The way the federal government runs things already is bad enough, but it’ll just get worse in the years ahead, according to the government’s own top-level number crunchers.
In fiscal year 2011 — Oct. 1, 2010, to Sept. 30, 2011 — the Congressional Budget Office (CBO) reported that the federal government spent $3.6 trillion, or 24 percent of the gross domestic product — 24 percent of the monetary value of all the goods and services produced in the United States in that year, the highest federal-spending-to-GDP ratio since World War II.
Federal outlays averaged 19.6 percent and 19.8 percent of GDP, respectively, during the George W. Bush and Bill Clinton administrations.

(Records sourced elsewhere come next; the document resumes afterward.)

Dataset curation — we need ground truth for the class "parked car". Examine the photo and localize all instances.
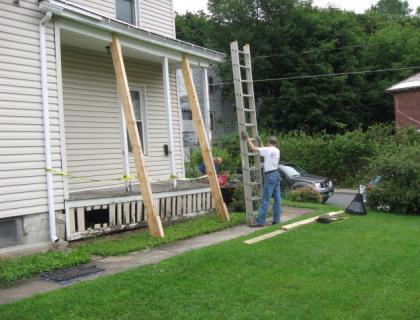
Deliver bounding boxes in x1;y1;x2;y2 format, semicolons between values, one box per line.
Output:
279;161;334;202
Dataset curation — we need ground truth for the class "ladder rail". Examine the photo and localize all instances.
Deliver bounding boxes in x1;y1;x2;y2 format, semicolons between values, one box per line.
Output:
231;41;262;223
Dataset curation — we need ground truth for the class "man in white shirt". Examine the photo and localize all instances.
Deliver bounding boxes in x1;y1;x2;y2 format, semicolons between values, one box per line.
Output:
245;135;281;228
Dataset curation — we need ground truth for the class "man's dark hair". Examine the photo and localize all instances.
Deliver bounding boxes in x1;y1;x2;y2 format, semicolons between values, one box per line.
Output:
268;137;277;146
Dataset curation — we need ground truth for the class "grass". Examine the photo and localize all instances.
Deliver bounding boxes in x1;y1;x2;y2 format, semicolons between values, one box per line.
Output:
0;205;420;320
0;213;246;288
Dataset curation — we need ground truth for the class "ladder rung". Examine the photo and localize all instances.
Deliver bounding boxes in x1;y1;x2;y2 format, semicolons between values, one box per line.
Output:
248;167;258;171
245;181;261;186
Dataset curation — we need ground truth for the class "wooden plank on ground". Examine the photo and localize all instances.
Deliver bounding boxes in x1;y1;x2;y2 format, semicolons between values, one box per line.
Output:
181;54;230;220
244;229;287;244
281;216;319;231
281;210;344;231
244;210;344;244
111;34;164;238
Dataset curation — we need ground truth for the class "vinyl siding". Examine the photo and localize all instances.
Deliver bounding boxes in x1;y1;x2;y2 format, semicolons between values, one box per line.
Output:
0;0;64;218
62;47;182;191
139;0;175;38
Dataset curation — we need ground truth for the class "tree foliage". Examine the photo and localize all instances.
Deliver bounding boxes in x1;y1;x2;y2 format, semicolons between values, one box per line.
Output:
370;0;412;16
177;0;420;133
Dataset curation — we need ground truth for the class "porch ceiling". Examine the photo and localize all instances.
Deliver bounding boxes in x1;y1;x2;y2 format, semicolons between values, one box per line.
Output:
60;29;162;63
39;0;226;67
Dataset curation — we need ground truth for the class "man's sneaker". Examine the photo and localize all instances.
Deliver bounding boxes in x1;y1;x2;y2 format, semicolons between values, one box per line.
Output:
249;223;265;228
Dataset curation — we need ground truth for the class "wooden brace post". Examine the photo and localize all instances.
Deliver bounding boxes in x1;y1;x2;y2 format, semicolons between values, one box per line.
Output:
111;34;164;238
181;54;230;221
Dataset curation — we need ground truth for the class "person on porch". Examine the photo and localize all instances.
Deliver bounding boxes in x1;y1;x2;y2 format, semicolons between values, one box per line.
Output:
199;157;223;175
243;132;281;228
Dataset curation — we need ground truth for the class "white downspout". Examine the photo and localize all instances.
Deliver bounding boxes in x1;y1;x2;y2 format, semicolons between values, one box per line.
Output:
39;12;59;242
162;57;177;189
202;68;211;147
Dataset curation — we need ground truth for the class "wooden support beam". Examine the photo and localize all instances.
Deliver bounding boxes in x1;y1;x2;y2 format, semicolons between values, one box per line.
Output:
181;54;229;221
111;34;164;238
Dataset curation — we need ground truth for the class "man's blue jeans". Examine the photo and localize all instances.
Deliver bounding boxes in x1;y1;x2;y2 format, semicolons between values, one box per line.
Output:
257;170;281;224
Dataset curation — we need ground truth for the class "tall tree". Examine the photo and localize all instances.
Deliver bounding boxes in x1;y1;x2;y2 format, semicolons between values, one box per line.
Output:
177;0;420;132
369;0;412;17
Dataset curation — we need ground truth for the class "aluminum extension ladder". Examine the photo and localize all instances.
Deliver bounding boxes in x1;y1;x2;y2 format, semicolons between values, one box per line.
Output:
230;41;262;223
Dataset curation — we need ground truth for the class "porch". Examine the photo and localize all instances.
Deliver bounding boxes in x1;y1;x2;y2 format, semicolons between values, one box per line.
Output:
44;3;223;241
65;180;214;241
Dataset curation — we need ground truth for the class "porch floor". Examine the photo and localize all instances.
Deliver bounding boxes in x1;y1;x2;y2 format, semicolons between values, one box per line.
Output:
68;180;210;201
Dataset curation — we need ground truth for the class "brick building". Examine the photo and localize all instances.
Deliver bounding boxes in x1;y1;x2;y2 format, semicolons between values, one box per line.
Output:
387;73;420;130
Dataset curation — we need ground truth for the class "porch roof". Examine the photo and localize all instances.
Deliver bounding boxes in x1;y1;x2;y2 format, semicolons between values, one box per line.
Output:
39;0;226;66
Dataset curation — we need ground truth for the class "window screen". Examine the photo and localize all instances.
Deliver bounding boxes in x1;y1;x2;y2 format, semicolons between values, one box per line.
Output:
115;0;136;25
182;109;192;120
128;90;145;152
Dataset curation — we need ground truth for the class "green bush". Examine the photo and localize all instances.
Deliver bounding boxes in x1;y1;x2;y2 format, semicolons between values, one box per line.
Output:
232;183;246;212
368;130;420;214
287;187;322;203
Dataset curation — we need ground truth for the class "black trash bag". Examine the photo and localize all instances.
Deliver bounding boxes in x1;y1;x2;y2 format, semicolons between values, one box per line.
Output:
346;193;367;215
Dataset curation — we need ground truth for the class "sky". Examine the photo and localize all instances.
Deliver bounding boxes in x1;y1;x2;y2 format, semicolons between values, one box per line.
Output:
174;0;420;13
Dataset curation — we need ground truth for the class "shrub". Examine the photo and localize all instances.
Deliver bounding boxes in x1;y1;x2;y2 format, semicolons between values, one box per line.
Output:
287;187;322;203
232;182;246;212
368;137;420;214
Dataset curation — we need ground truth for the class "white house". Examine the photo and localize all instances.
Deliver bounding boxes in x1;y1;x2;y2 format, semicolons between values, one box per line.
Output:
0;0;224;248
177;67;238;161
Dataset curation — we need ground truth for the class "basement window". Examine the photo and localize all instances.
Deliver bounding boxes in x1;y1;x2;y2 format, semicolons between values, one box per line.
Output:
115;0;137;25
0;219;21;248
85;208;109;229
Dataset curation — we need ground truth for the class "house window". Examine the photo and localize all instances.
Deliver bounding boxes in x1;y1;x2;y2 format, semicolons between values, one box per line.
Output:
210;112;216;132
0;219;21;248
182;109;192;120
128;89;147;153
208;77;214;93
115;0;136;25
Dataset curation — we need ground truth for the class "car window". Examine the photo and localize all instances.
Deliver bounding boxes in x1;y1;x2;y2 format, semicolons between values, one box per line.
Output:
279;164;301;177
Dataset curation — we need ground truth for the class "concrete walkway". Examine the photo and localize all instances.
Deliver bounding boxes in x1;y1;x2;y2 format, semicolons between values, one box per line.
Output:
0;207;312;304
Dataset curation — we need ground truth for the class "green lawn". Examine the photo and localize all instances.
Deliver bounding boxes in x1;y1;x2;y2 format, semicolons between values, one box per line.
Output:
0;212;420;320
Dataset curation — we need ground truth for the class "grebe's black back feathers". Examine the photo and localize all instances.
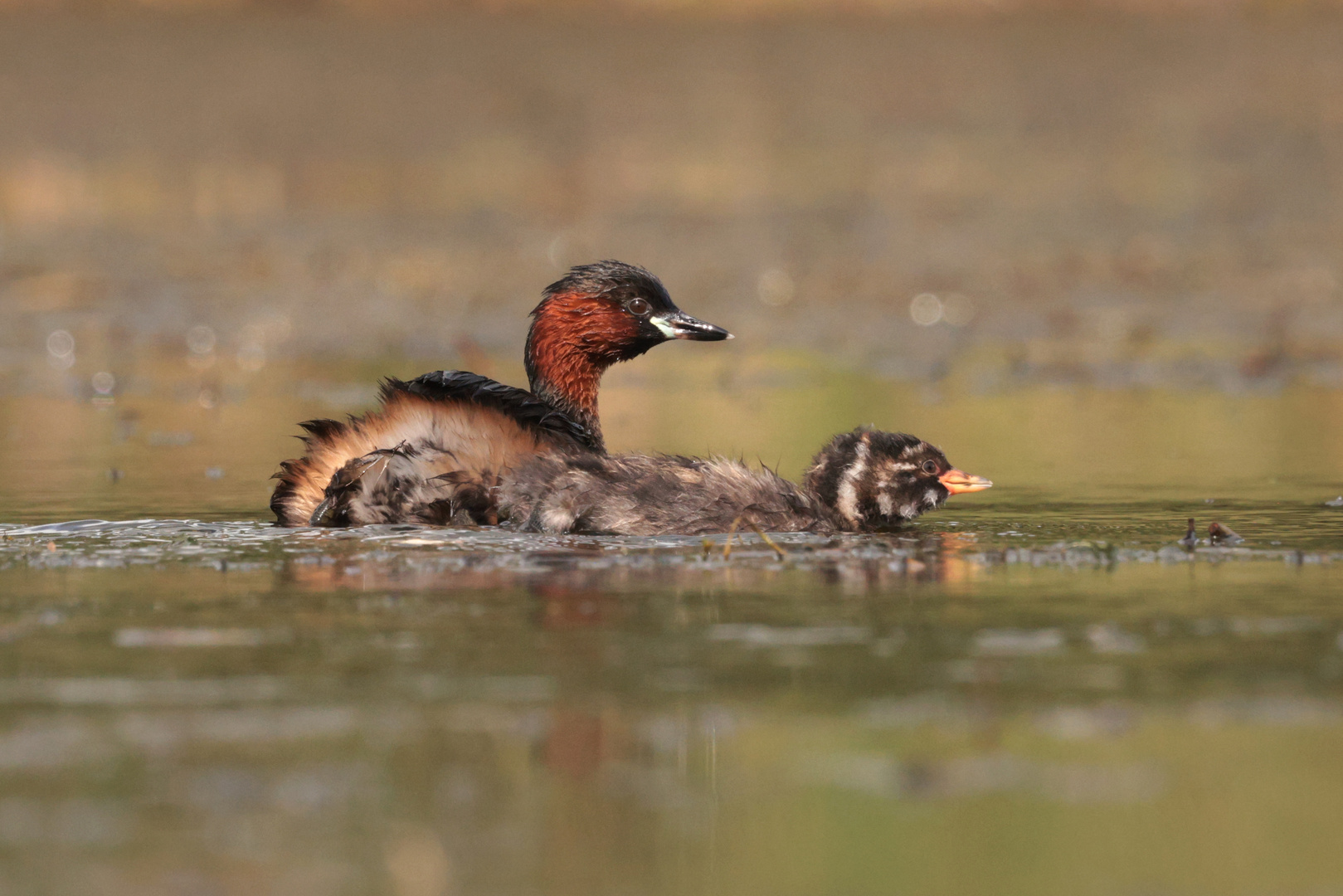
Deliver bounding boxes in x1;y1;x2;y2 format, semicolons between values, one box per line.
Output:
380;371;601;450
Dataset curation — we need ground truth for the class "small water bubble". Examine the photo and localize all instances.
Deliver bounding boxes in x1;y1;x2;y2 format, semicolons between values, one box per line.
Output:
756;267;796;308
47;329;75;371
909;293;942;326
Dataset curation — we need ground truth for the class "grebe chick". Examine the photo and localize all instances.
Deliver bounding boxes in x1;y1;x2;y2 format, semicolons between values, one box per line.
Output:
270;261;732;525
499;429;992;534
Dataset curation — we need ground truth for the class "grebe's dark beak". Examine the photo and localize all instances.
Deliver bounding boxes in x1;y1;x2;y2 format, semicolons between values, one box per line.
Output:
937;469;992;494
649;310;732;343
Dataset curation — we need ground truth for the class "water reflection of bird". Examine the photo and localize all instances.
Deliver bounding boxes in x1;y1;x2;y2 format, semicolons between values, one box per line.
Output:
270;261;731;525
499;429;992;534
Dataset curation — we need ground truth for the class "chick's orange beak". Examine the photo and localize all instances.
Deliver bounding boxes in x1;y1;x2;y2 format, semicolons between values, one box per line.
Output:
937;469;992;494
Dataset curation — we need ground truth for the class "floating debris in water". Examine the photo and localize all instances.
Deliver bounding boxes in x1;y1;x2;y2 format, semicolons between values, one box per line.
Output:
1179;517;1198;548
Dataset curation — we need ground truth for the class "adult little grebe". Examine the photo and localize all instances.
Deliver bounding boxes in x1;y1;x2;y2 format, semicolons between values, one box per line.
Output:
270;261;732;525
499;429;992;534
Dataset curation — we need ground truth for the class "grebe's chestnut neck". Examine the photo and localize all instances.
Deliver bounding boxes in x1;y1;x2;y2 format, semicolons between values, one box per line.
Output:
525;261;732;445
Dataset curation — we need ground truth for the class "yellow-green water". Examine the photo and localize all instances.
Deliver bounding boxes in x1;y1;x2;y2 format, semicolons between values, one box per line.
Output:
0;359;1343;896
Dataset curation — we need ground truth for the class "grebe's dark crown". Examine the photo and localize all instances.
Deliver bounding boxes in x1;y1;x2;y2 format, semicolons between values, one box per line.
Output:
532;260;675;314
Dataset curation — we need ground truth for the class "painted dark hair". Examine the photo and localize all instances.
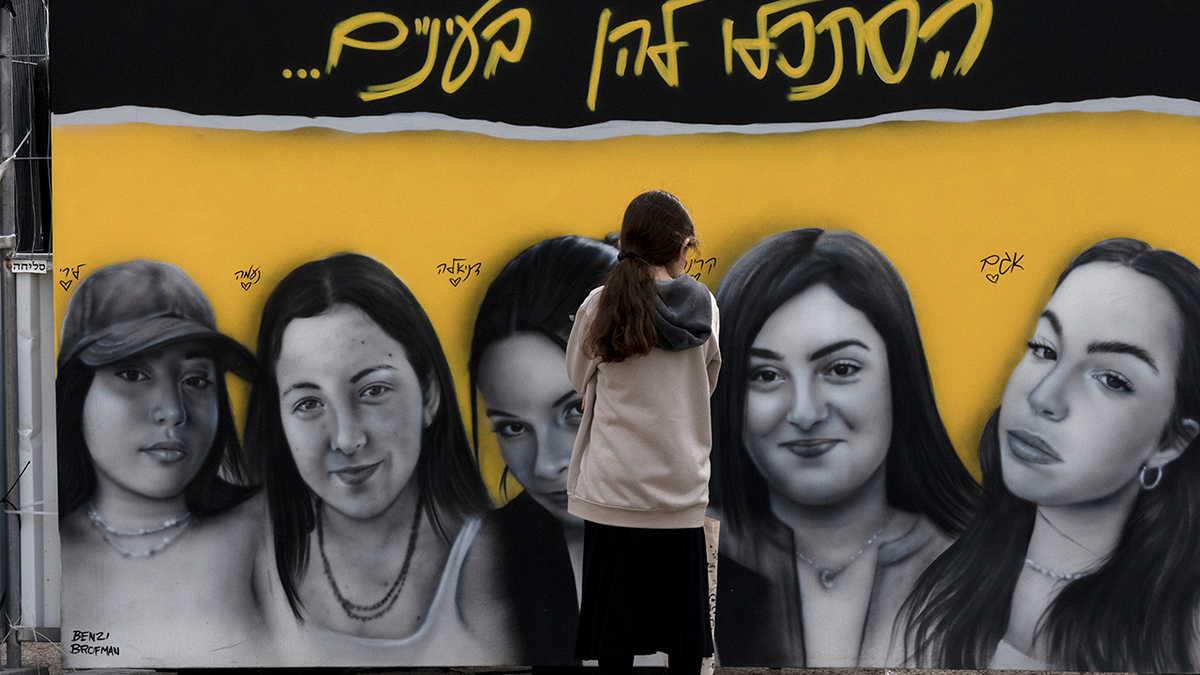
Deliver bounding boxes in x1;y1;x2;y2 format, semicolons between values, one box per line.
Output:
55;348;258;516
467;234;617;494
246;253;492;617
584;190;698;362
906;239;1200;673
712;228;979;537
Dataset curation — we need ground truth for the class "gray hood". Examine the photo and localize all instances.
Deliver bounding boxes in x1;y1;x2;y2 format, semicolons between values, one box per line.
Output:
654;274;713;352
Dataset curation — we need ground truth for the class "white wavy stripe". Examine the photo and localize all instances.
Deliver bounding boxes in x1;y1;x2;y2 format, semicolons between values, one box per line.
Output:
53;96;1200;141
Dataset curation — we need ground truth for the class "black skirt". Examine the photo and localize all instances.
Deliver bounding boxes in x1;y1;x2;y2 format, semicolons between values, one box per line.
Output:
575;521;713;659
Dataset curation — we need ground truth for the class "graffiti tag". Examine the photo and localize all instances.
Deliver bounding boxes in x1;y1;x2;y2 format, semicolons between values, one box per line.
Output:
59;263;88;291
233;265;263;291
437;253;484;282
979;251;1025;283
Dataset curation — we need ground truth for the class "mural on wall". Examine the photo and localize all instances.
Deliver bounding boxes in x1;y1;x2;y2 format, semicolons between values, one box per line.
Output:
53;0;1200;671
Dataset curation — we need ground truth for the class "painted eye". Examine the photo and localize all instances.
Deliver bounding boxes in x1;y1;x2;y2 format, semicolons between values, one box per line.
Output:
1028;340;1058;362
292;398;325;414
1092;371;1133;394
492;422;529;438
359;383;391;399
826;360;863;378
750;368;784;384
184;375;212;390
113;368;150;382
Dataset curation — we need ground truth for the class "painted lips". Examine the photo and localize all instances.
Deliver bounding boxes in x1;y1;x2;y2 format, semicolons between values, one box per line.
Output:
330;460;383;485
142;441;187;464
780;438;841;459
1008;429;1062;464
542;490;566;504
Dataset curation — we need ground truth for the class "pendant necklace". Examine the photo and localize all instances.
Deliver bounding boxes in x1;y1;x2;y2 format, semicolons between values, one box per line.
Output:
88;502;192;557
1025;557;1088;581
792;518;892;591
317;500;425;622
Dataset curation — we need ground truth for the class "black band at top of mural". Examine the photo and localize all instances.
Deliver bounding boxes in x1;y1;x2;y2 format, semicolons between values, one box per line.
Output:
52;0;1200;123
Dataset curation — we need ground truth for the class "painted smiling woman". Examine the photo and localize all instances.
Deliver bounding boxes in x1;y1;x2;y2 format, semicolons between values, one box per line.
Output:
246;253;511;665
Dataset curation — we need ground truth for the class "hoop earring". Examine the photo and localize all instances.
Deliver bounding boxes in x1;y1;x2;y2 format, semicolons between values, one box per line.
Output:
1138;464;1163;491
500;465;510;500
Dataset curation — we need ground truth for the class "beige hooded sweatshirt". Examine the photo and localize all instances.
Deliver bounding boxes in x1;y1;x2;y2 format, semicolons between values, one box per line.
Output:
566;275;721;528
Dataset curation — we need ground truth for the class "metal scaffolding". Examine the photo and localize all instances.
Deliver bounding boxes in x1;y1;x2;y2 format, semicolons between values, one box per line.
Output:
0;0;51;667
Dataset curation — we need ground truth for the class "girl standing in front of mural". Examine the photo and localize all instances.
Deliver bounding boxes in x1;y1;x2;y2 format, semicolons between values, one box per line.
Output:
56;261;274;668
713;229;978;668
566;191;721;674
468;235;617;665
907;239;1200;673
246;253;506;665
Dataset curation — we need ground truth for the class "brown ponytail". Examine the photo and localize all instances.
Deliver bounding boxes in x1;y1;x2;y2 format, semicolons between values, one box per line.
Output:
584;190;696;362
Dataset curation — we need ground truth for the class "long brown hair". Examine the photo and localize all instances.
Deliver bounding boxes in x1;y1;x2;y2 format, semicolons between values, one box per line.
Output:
584;190;696;362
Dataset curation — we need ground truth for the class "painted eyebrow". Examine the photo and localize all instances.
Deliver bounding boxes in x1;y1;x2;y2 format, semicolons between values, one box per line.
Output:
750;340;871;362
280;382;320;399
809;340;871;362
484;389;578;417
184;350;216;360
1087;341;1158;374
1042;310;1062;338
750;348;784;362
350;364;396;384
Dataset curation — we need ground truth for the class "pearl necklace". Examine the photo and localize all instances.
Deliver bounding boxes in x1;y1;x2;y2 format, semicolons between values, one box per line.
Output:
1025;557;1088;581
88;502;192;557
317;503;425;622
793;519;890;591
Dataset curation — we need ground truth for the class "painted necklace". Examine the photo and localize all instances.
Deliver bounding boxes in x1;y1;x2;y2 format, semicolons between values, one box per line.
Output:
793;518;892;591
88;502;192;557
317;504;425;622
1025;557;1088;581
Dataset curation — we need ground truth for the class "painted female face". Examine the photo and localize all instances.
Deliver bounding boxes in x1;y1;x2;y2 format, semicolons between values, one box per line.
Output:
745;283;892;506
275;305;440;519
1000;263;1194;506
479;333;583;525
83;344;221;500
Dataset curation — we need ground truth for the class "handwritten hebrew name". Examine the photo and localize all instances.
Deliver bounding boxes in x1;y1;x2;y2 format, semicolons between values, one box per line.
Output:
437;253;484;286
59;263;88;291
233;265;263;291
683;258;716;281
979;251;1025;283
304;0;992;106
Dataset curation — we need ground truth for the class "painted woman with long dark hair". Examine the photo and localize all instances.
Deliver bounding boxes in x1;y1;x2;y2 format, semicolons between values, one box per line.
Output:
907;239;1200;673
246;253;509;665
712;228;978;668
467;235;617;665
566;191;721;675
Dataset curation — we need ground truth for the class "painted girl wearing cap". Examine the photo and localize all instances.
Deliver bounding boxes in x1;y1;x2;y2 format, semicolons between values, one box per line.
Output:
56;261;271;668
246;253;511;665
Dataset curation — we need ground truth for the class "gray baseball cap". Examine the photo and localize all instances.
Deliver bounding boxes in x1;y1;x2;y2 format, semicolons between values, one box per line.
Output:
59;261;254;380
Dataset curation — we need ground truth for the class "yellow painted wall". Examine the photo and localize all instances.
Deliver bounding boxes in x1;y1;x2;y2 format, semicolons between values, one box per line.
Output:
54;113;1200;489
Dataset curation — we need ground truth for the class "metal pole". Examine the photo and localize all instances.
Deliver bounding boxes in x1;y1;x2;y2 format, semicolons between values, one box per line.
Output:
0;5;20;668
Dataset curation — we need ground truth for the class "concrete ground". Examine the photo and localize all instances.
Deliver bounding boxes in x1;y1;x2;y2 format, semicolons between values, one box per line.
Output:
0;643;1091;675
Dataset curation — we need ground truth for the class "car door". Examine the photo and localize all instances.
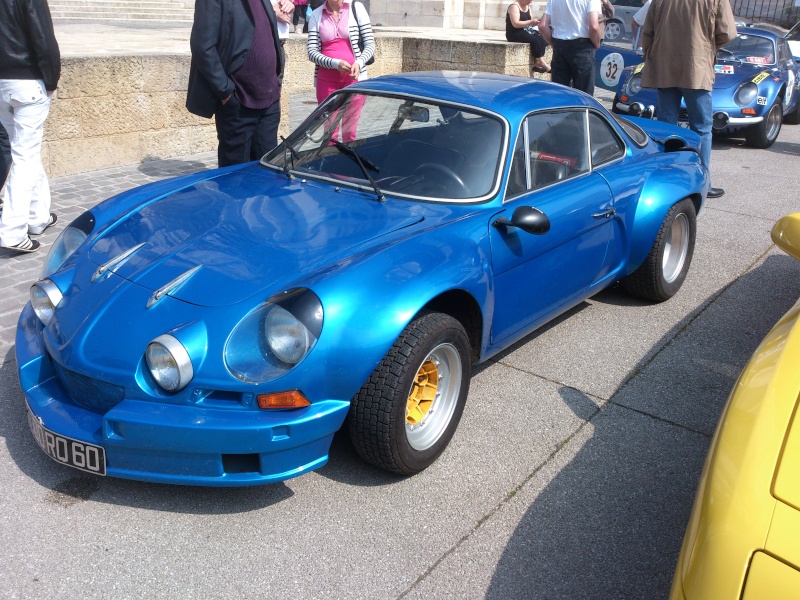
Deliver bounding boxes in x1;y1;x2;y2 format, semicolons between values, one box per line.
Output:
490;109;614;344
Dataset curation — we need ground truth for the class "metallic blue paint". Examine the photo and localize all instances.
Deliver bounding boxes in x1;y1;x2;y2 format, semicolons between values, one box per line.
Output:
16;73;708;486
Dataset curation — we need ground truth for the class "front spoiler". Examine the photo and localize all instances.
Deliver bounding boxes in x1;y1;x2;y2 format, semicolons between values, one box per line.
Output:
16;304;350;486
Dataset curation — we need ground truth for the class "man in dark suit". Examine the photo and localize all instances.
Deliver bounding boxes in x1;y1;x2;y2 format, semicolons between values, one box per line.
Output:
186;0;294;167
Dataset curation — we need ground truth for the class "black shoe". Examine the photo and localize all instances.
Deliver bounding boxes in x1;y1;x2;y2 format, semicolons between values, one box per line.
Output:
28;213;58;235
3;237;40;252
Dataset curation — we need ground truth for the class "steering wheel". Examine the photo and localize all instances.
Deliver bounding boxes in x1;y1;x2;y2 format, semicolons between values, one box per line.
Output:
414;163;469;198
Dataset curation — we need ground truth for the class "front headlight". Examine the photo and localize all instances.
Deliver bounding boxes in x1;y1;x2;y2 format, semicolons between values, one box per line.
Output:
31;279;63;326
145;334;194;392
625;73;642;96
733;81;758;106
225;289;322;383
42;211;95;279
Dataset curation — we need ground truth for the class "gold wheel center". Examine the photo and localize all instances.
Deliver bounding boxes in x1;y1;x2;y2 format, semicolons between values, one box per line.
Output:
406;359;439;425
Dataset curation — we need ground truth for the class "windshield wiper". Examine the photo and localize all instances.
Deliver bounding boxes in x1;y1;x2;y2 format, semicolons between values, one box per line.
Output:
331;139;386;202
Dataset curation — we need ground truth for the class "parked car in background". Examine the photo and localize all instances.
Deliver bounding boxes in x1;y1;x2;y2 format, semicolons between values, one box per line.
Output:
16;72;709;486
605;0;644;42
612;27;800;148
670;213;800;600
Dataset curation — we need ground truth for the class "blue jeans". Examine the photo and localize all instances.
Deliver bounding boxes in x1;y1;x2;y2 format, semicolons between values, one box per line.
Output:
550;38;594;96
658;88;714;176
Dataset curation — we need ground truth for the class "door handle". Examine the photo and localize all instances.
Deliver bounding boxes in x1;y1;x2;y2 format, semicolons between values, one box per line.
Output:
592;208;617;219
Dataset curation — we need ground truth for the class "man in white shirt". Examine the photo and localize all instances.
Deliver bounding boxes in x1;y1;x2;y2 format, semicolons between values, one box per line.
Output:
539;0;602;94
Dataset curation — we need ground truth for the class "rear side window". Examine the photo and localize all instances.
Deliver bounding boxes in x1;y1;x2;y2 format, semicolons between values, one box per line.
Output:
589;112;625;168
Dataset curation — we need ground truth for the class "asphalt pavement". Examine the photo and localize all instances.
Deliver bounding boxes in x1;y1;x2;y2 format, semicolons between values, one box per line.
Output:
0;21;800;599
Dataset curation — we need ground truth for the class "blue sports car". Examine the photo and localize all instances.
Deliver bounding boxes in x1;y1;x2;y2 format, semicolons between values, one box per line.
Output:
607;27;800;148
16;72;708;486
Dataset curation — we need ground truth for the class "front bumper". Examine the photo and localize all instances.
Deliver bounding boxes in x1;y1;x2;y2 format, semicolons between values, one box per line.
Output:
16;304;350;486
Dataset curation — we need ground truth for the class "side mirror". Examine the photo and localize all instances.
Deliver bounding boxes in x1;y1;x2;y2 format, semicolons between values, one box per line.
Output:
492;206;550;235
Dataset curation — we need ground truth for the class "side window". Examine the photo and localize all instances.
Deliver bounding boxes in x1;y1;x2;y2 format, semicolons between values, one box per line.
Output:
589;112;625;167
778;40;792;61
506;131;528;197
525;109;589;190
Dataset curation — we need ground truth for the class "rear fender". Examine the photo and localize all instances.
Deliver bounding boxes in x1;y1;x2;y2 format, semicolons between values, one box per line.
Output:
628;161;709;274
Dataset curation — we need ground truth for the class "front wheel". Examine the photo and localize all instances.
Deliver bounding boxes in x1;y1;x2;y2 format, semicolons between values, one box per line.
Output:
622;198;697;302
744;98;783;148
348;313;472;475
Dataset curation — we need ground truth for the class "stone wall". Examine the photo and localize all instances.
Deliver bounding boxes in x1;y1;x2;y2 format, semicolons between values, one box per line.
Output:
43;32;552;177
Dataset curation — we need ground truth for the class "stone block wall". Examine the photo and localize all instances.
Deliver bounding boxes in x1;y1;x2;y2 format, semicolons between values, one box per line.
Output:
43;32;552;177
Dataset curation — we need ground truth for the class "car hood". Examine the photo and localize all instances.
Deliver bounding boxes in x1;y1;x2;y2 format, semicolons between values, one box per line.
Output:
89;164;432;306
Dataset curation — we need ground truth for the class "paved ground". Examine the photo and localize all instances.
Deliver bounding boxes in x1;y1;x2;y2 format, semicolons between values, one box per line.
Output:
0;21;800;599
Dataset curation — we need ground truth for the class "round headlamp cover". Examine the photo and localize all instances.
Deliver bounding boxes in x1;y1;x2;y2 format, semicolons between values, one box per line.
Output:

The CBO reports that total federal tax revenues in fiscal year 2011 were $2.2 trillion, against $3.6 trillion in spending, producing a shortfall of nearly $1.4 trillion in red ink — a $1.4 trillion deficit added to the federal debt and paid for by borrowing and delivering the bill to future taxpayers.
Social Security payouts by the federal government in fiscal 2011 totaled $731 billion. Another $769 billion was paid out in federal benefits during the same period in three health insurance programs — Medicare, Medicaid and the Children’s Health Insurance Program. An additional $230 billion went for interest payments on the federal debt.
In just these three categories — Social Security, the aforementioned health insurance programs and interest payments on the debt — federal payouts consumed 79 percent of the total tax revenues collected by the federal government in fiscal 2011.